I went to a native plants sale at a local nature center the other week and came home with a highbush blueberry, which now lives in my backyard. It's the little guy on the right. Blueberry is a really excellent native plant--they're a host plant for many species of caterpillars, the fruits are edible by both birds and people, and it has wonderful fall color. Highbushes can make berries with just a single plant, but they'll make more and bigger ones if they can cross-pollinate. There are other people in the neighborhood who have them, but I think we'll try to get a second one eventually (this one was the last one left when we bought it). It should get pretty tall, six feet or more, which is why I wanted to post a picture of it now, when it's just a little guy.

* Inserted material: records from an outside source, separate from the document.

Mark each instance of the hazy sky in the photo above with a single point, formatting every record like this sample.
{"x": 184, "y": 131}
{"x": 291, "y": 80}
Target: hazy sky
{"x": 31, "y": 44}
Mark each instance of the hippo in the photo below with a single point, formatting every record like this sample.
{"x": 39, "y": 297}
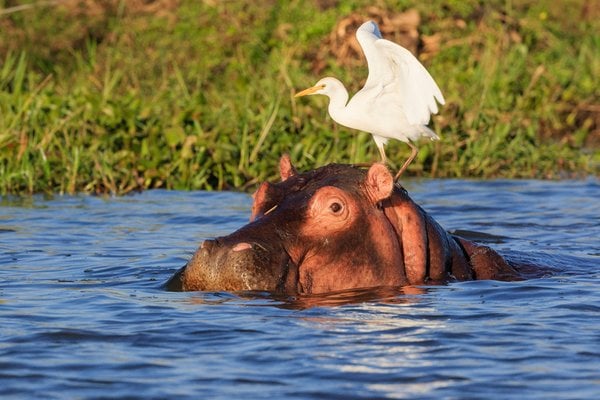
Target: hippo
{"x": 336, "y": 228}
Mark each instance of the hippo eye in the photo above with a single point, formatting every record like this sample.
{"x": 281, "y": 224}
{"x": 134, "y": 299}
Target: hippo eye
{"x": 335, "y": 207}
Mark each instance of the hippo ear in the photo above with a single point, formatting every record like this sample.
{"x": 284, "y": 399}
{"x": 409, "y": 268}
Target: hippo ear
{"x": 286, "y": 169}
{"x": 379, "y": 182}
{"x": 261, "y": 197}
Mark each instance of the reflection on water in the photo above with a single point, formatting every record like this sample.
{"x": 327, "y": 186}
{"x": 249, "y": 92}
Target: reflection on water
{"x": 83, "y": 313}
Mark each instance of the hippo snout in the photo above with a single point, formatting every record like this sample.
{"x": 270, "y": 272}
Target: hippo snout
{"x": 223, "y": 264}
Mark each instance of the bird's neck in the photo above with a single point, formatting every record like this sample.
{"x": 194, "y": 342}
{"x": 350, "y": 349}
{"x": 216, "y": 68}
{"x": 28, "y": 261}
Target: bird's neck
{"x": 337, "y": 106}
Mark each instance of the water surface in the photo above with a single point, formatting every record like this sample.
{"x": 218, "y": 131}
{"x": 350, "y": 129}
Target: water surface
{"x": 83, "y": 313}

The slightly taller plant on the left is a couple of summersweet suckers that came from the other side of the redcedar you can see in the background, like growing between the redcedar and the fence. I have no idea how that bush is planning to grow crammed down in there in complete shade. We'd rather have one further out in the yard, so we dug up two of the suckers and made an attempt to transplant them. We'll see how it goes! We had a summersweet at our old house and it was a really lovely plant.
Out of frame to the left of this picture is my vegetable garden, which grew one million pounds of zucchini this year. I'm eventually hoping to put a pollinator garden in this area, to attract plenty of friends to pollinate my veggies, and this is my head-start on it.